From "Even Funnnier Looking Now":
If someone had asked me then,
Do you suffer from the umbrage of dawn's
dark race horses, is your heart a prisoner
of raindrops? Hell yes! I would have said
or No way! Never would I have said,
What could you possibly be talking about?
I had just gotten to the twentieth century
like a leftover girder from the Eiffel Tower.
My Indian name was Pressure-Per-Square-Inch.

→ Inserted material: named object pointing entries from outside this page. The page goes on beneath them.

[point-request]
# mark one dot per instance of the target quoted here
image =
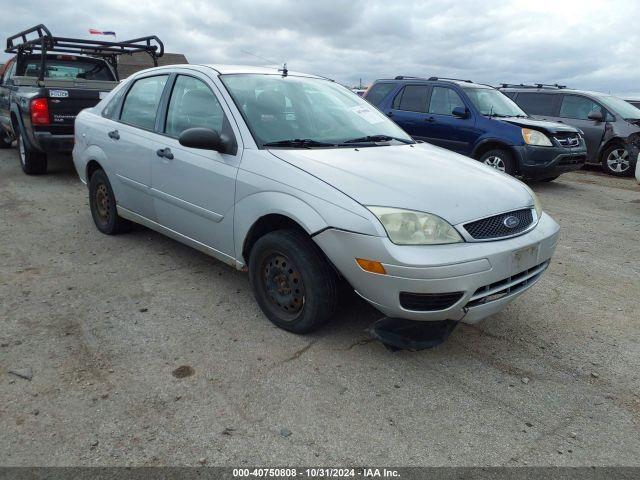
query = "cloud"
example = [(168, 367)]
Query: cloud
[(584, 44)]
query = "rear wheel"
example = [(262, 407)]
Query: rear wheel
[(292, 282), (103, 206), (33, 162), (616, 161), (500, 160)]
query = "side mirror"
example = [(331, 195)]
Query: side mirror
[(596, 115), (203, 138), (460, 112)]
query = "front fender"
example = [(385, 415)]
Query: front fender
[(253, 207)]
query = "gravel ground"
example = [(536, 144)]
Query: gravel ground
[(103, 323)]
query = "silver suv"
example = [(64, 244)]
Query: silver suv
[(306, 185)]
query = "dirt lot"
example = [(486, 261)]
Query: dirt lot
[(102, 322)]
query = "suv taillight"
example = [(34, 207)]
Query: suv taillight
[(40, 111)]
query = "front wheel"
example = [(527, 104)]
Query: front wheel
[(5, 139), (616, 161), (292, 282), (102, 203), (33, 162), (500, 160)]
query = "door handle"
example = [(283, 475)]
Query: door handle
[(165, 153)]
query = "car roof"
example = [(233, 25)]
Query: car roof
[(419, 80)]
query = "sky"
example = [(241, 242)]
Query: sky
[(583, 44)]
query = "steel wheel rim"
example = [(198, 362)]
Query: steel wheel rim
[(283, 285), (618, 160), (23, 154), (495, 162), (102, 203)]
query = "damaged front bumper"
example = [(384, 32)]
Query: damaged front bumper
[(461, 282)]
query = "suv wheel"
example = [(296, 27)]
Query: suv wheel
[(103, 205), (33, 162), (500, 160), (294, 285), (616, 161)]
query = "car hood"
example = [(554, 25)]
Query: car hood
[(418, 177), (541, 125)]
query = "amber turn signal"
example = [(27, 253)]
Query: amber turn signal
[(371, 266)]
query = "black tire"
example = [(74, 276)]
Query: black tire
[(616, 161), (499, 159), (33, 162), (292, 282), (102, 202), (5, 139)]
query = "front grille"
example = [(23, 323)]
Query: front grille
[(498, 226), (508, 286), (428, 302), (568, 140)]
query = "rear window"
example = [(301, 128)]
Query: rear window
[(538, 103), (69, 69), (378, 92)]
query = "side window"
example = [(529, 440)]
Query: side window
[(141, 104), (192, 104), (413, 98), (574, 106), (444, 100), (113, 106), (378, 92), (538, 103)]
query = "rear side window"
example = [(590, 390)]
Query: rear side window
[(579, 108), (193, 104), (412, 98), (444, 100), (378, 92), (538, 103), (141, 104)]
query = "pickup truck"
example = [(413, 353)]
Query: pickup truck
[(49, 81)]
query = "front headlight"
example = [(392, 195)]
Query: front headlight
[(408, 227), (534, 137)]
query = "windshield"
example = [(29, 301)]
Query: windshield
[(620, 107), (492, 102), (312, 111), (69, 69)]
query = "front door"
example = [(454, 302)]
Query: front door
[(194, 189), (128, 142)]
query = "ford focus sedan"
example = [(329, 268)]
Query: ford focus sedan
[(299, 181)]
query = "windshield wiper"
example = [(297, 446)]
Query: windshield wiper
[(298, 143), (377, 138)]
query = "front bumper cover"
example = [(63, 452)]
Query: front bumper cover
[(462, 267)]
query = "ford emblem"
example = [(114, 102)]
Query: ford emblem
[(511, 222)]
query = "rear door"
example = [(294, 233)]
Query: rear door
[(194, 189), (129, 144), (575, 110), (445, 130), (409, 110)]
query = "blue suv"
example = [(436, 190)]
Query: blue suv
[(481, 122)]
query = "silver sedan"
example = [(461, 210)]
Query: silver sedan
[(305, 185)]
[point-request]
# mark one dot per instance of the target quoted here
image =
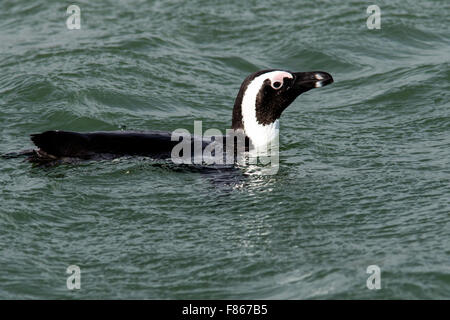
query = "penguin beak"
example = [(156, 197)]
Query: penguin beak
[(304, 81)]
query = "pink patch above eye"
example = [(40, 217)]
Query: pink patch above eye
[(278, 77)]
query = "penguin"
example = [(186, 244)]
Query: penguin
[(262, 98)]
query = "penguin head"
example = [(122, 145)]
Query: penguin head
[(265, 94)]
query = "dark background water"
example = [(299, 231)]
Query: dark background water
[(364, 176)]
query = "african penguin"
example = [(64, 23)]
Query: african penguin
[(262, 98)]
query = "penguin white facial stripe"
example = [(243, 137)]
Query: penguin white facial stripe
[(258, 133)]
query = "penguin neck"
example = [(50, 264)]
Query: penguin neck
[(245, 118)]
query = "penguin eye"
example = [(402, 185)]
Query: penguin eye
[(276, 85)]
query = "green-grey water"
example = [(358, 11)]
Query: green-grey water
[(364, 174)]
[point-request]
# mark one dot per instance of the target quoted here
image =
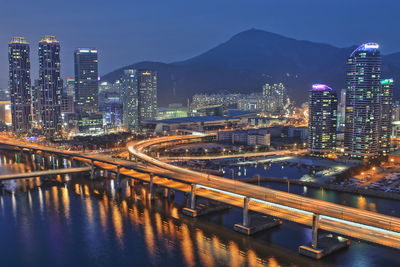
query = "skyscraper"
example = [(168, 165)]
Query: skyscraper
[(50, 85), (275, 97), (20, 84), (147, 89), (323, 120), (139, 94), (362, 117), (130, 99), (69, 87), (86, 80), (385, 122)]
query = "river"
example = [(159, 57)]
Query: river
[(74, 221)]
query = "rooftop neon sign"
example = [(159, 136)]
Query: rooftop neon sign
[(321, 87)]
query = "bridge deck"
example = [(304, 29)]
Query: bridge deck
[(357, 223), (43, 173)]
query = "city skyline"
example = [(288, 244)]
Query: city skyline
[(142, 41), (276, 147)]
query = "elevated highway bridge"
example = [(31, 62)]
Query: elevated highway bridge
[(346, 221)]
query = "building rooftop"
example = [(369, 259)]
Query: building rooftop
[(239, 112), (192, 119)]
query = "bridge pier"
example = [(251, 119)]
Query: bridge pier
[(92, 170), (201, 209), (259, 224), (118, 172), (151, 187), (320, 247)]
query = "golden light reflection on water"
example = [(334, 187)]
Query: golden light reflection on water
[(361, 202), (54, 193), (163, 231), (149, 234), (236, 259), (187, 246), (66, 202), (203, 248), (118, 224)]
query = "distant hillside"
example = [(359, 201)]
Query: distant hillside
[(250, 59)]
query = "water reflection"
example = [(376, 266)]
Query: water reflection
[(75, 221)]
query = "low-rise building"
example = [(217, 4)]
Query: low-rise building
[(245, 137), (192, 124)]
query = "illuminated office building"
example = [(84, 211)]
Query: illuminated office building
[(139, 93), (20, 84), (322, 120), (275, 97), (86, 80), (362, 119), (385, 122), (49, 85)]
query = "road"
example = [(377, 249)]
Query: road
[(243, 155), (366, 225), (352, 222), (43, 173)]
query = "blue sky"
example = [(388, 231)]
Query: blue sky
[(127, 31)]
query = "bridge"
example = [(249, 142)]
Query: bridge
[(14, 176), (334, 218)]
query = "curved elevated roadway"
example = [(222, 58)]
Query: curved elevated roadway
[(352, 222)]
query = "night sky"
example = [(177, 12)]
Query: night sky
[(128, 31)]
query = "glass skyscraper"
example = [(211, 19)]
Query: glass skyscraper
[(147, 89), (20, 84), (139, 97), (50, 85), (275, 97), (86, 80), (322, 120), (385, 123), (130, 99), (362, 133)]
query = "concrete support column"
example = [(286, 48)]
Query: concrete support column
[(193, 196), (246, 218), (151, 186), (166, 192), (118, 172), (315, 230), (92, 171)]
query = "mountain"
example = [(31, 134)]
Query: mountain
[(252, 58)]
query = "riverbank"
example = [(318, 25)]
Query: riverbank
[(333, 187)]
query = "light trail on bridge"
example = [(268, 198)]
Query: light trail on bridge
[(352, 222), (365, 225)]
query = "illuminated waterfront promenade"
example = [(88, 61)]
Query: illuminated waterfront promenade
[(365, 225)]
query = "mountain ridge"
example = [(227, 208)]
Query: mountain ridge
[(252, 58)]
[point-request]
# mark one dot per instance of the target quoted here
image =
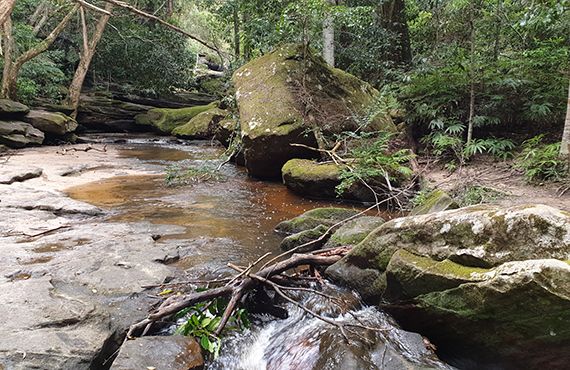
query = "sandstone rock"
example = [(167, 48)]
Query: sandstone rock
[(12, 109), (10, 175), (313, 218), (271, 107), (437, 201), (165, 353), (202, 126), (166, 120), (354, 231), (312, 179), (303, 237), (51, 122), (16, 134)]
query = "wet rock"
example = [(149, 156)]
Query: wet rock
[(436, 201), (484, 279), (166, 120), (354, 231), (314, 218), (55, 123), (9, 175), (477, 236), (519, 314), (202, 126), (165, 353), (12, 109), (304, 237), (103, 113), (312, 179), (271, 107), (16, 134)]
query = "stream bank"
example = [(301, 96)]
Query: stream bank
[(85, 227)]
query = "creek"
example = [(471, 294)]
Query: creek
[(232, 221)]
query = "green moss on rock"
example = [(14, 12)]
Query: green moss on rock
[(167, 119), (315, 217), (202, 126)]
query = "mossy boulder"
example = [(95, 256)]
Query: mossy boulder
[(54, 123), (304, 237), (485, 278), (519, 314), (310, 178), (437, 201), (476, 236), (12, 109), (16, 134), (354, 231), (166, 120), (202, 126), (314, 179), (319, 216), (272, 93)]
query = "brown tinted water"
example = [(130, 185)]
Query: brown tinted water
[(226, 219)]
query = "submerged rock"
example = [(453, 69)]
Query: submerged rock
[(272, 93), (174, 352), (166, 120), (436, 201), (202, 126), (12, 109), (309, 178), (55, 123), (16, 134), (314, 218), (474, 279), (354, 231)]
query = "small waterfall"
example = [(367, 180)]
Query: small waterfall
[(304, 342)]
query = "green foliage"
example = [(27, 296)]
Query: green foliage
[(541, 162), (203, 319), (374, 160), (180, 174), (476, 194)]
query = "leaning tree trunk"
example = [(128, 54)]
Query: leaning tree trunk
[(6, 7), (328, 37), (10, 77), (565, 144), (8, 45), (85, 60)]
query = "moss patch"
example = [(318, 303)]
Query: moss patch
[(167, 119)]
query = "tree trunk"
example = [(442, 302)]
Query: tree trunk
[(471, 75), (6, 7), (392, 14), (328, 37), (237, 46), (9, 82), (565, 144), (85, 60), (8, 44)]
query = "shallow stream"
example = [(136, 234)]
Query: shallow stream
[(233, 221)]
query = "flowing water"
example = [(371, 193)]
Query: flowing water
[(233, 221)]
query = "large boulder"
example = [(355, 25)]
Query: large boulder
[(12, 109), (202, 126), (478, 280), (16, 134), (166, 120), (54, 123), (100, 112), (273, 94)]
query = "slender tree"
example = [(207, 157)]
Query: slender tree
[(565, 144), (328, 36), (12, 66)]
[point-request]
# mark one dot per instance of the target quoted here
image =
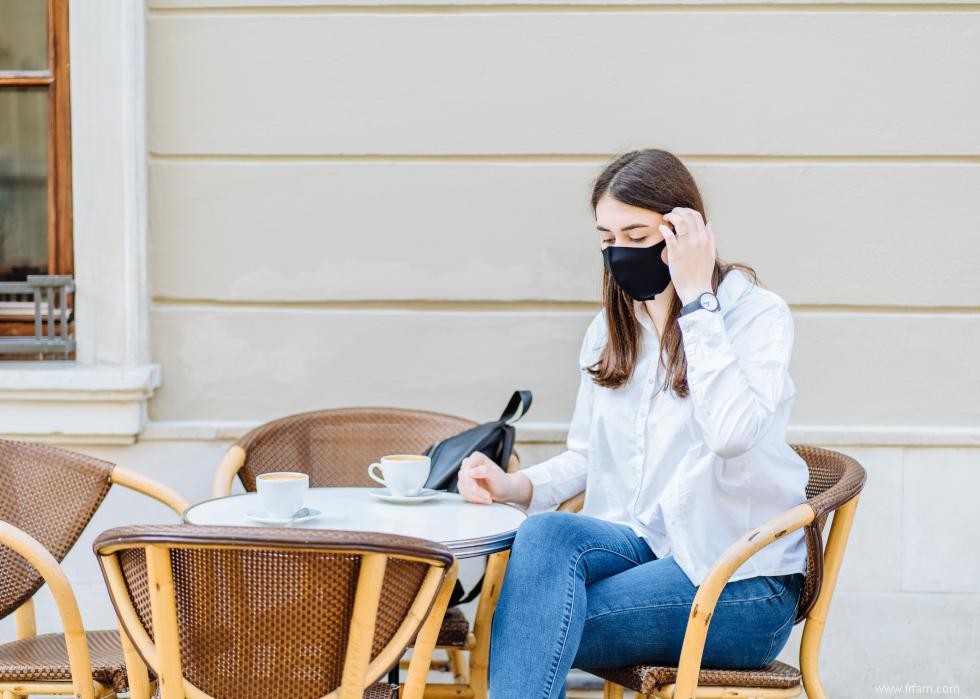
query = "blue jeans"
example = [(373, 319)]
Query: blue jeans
[(582, 592)]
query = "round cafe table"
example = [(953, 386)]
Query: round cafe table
[(465, 528)]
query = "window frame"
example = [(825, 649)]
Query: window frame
[(56, 79)]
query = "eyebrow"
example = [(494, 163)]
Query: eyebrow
[(627, 228)]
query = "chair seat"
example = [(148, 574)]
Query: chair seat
[(45, 659), (647, 679), (378, 690), (381, 690)]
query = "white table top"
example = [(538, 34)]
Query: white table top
[(466, 528)]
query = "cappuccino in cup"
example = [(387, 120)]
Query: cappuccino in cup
[(404, 474), (282, 492)]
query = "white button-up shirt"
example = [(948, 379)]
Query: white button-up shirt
[(691, 475)]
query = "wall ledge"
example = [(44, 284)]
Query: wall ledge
[(70, 403)]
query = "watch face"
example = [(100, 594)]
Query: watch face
[(709, 301)]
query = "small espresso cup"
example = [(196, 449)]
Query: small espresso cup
[(404, 474), (282, 492)]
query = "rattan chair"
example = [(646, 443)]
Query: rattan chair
[(47, 497), (835, 484), (335, 448), (254, 613)]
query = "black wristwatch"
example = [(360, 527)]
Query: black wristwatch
[(706, 300)]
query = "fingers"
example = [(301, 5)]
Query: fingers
[(472, 491)]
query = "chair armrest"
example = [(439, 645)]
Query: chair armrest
[(713, 584), (151, 488), (230, 464), (51, 571)]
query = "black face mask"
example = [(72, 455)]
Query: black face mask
[(641, 272)]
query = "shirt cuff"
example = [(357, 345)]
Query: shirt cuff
[(542, 496)]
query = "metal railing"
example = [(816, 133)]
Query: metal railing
[(47, 296)]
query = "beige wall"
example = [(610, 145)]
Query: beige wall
[(324, 179), (387, 204)]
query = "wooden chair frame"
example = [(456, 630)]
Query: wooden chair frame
[(471, 678), (360, 671), (82, 684), (702, 608)]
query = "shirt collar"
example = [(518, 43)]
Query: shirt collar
[(731, 288)]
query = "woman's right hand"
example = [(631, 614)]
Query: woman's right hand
[(483, 481)]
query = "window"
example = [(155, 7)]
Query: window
[(35, 150)]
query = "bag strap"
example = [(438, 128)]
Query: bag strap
[(517, 407)]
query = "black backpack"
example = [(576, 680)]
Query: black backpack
[(495, 439)]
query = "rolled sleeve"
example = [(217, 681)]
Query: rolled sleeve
[(564, 475), (737, 381)]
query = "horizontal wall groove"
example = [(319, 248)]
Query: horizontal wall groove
[(516, 306), (537, 8), (531, 432), (550, 158)]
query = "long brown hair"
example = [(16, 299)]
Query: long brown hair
[(658, 181)]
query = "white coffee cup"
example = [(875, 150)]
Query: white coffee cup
[(282, 492), (404, 474)]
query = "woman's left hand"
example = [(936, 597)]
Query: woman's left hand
[(690, 252)]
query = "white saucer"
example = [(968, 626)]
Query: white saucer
[(262, 518), (385, 494)]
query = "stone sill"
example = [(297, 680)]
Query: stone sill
[(67, 402)]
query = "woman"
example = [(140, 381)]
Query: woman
[(678, 438)]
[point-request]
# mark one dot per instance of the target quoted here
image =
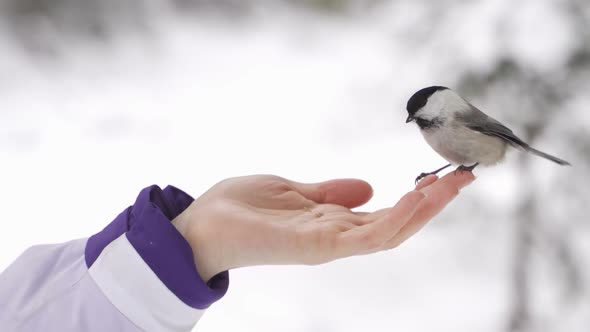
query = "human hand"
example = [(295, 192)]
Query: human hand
[(265, 219)]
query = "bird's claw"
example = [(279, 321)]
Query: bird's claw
[(420, 177), (463, 168)]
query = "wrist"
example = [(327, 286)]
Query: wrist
[(194, 230)]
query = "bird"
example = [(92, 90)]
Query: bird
[(461, 133)]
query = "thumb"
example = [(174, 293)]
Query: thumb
[(346, 192)]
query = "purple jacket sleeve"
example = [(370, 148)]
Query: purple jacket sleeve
[(137, 274)]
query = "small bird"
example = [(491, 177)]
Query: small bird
[(461, 133)]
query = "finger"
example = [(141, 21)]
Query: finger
[(370, 237), (346, 192), (440, 193), (430, 179)]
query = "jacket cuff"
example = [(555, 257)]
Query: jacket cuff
[(146, 226)]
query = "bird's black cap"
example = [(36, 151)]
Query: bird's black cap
[(418, 99)]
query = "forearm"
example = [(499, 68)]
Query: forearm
[(136, 274)]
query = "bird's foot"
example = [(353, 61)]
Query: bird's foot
[(463, 168), (422, 176)]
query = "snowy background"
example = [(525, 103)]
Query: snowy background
[(99, 99)]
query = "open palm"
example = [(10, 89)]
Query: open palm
[(266, 219)]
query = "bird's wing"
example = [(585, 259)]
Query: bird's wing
[(479, 121)]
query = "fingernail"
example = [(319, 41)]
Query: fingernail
[(421, 195)]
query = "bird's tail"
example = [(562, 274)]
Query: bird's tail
[(547, 156)]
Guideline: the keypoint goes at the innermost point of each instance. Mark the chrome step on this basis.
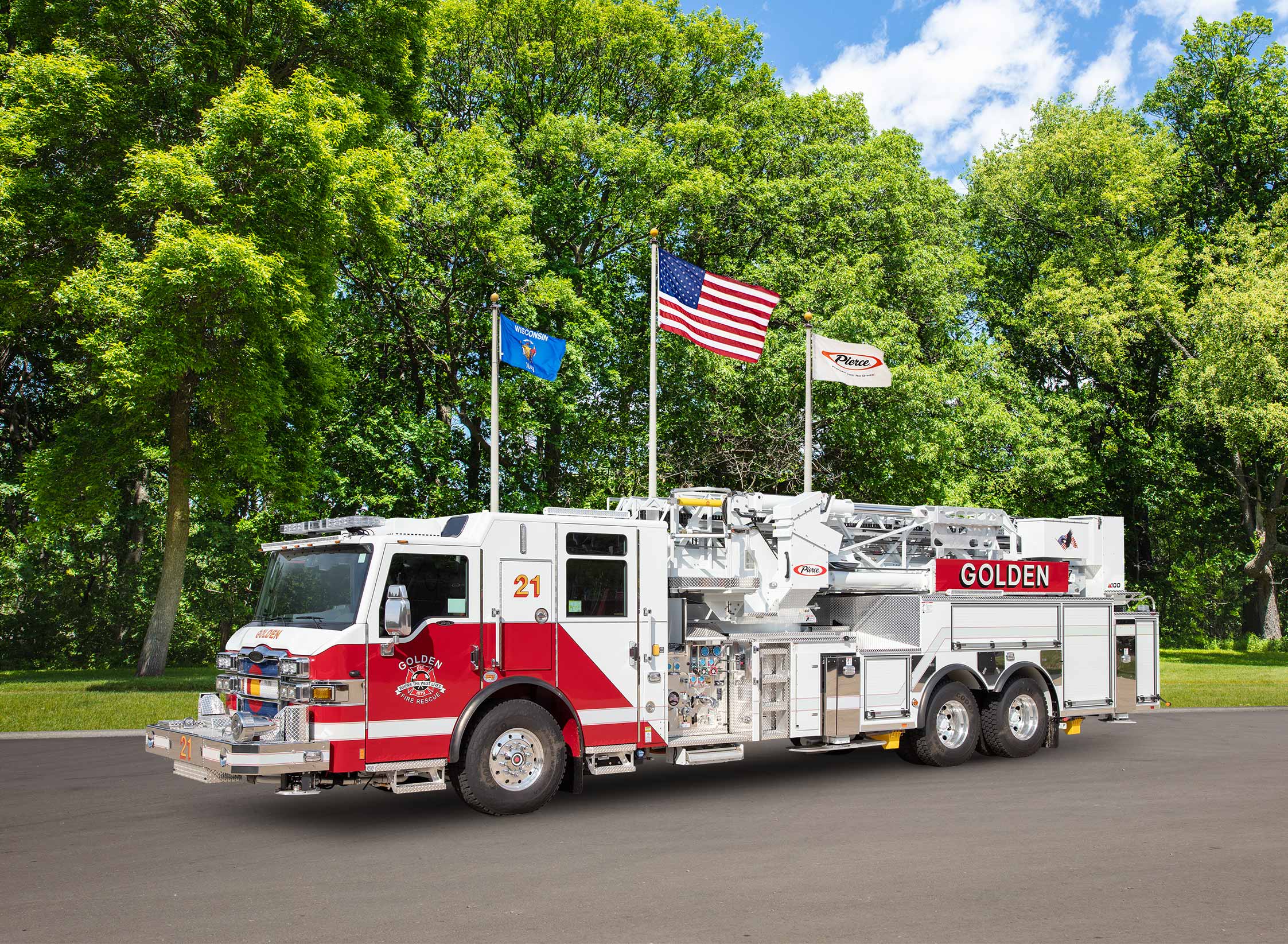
(603, 763)
(830, 749)
(695, 756)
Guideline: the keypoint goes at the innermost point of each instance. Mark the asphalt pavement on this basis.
(1171, 830)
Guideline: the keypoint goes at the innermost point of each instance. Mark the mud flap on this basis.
(575, 776)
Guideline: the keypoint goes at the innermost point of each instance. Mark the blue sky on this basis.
(959, 74)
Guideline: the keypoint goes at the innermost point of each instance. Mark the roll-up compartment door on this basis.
(1005, 626)
(1147, 660)
(885, 688)
(1089, 652)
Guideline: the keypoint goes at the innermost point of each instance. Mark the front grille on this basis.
(259, 662)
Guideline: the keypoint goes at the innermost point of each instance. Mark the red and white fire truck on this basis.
(512, 655)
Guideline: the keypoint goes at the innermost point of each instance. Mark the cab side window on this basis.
(437, 585)
(596, 578)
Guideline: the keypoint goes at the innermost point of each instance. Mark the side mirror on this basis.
(398, 611)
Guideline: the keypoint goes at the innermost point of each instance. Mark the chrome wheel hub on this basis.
(952, 724)
(1023, 718)
(517, 759)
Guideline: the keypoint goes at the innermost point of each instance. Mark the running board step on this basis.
(620, 760)
(415, 779)
(693, 756)
(830, 749)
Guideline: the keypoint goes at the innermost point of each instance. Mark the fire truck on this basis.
(516, 655)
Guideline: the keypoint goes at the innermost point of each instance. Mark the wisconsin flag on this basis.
(857, 365)
(531, 351)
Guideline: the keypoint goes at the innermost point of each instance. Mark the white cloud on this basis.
(971, 75)
(1180, 14)
(1112, 67)
(1157, 56)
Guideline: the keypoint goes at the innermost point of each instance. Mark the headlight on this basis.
(313, 692)
(294, 665)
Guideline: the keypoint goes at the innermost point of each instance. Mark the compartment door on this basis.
(1089, 653)
(885, 688)
(843, 705)
(1147, 661)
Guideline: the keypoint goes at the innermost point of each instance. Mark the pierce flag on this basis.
(857, 365)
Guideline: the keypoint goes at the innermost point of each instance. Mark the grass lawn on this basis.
(85, 700)
(1215, 678)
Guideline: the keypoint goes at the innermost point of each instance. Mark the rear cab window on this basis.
(596, 575)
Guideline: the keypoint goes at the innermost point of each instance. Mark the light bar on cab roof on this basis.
(322, 525)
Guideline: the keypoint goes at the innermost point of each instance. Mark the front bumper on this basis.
(203, 750)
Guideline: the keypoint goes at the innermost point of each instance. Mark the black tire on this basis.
(505, 794)
(1024, 732)
(907, 749)
(956, 745)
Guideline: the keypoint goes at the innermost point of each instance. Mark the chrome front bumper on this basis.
(203, 749)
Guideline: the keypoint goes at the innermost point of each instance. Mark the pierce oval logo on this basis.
(809, 570)
(854, 363)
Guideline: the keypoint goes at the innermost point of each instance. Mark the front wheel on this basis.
(514, 760)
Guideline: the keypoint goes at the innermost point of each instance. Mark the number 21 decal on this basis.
(523, 582)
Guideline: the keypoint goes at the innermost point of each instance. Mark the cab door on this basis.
(419, 684)
(523, 633)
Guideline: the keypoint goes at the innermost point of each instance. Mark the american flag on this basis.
(718, 313)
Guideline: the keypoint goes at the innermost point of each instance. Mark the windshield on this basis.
(316, 586)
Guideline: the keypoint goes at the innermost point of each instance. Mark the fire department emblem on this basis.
(422, 687)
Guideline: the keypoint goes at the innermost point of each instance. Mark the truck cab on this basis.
(379, 644)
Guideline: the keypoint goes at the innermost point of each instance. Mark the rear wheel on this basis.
(952, 728)
(1015, 724)
(513, 762)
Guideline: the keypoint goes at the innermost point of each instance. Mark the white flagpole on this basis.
(652, 371)
(809, 403)
(496, 409)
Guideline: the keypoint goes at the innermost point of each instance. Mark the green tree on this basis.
(1082, 278)
(1236, 379)
(1228, 112)
(208, 334)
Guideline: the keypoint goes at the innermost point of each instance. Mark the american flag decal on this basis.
(718, 313)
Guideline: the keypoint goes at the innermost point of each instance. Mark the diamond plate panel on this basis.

I knew I was made of glass but I didn't
yet know what glass was made of: hot sand
inside me like pee going all the wrong
directions, probably into my heart
which I knew was made of gold foil
glued to dust . . .
PUBLISHERS WEEKLY
After 10 books over 20-odd years, Young (Fall Higher) has become one of our most imitated poets: his jocular jumps from topic to topic, debts to Surrealist dream-logic, mixture of postmodern oddity, stand-up comedy and weighty pathos land his work somewhere between John Ashbery (to whom Young owes much) and Billy Collins (whose affability Young shares). This big first retrospective establishes Young's limits along with his strengths: poems that accrete one-liners for comic wisdom ("How goofy and horrible is life") sit beside extended anecdotes in older modes, like "Three Weeks Late" (about a potential pregnancy). Young received a heart transplant in 2011, and it's easy to spot his mortality: "Here is a semitransparent pebble I picked up/ on the way to my EKG." Young reprints poems in alphabetical order by title, making it impossible for readers to know which are old or new, as if he meant to disguise any development. The poems can go anywhere, from anywhere, almost too easily detractors find it hard to tell them apart: "What about Beethoven's/ deafness, cunnilingus, what is the best way/ to cook fish?" Random comedy rules; yet sadness is never far off even his weirdest lines can pivot to sum up the human condition.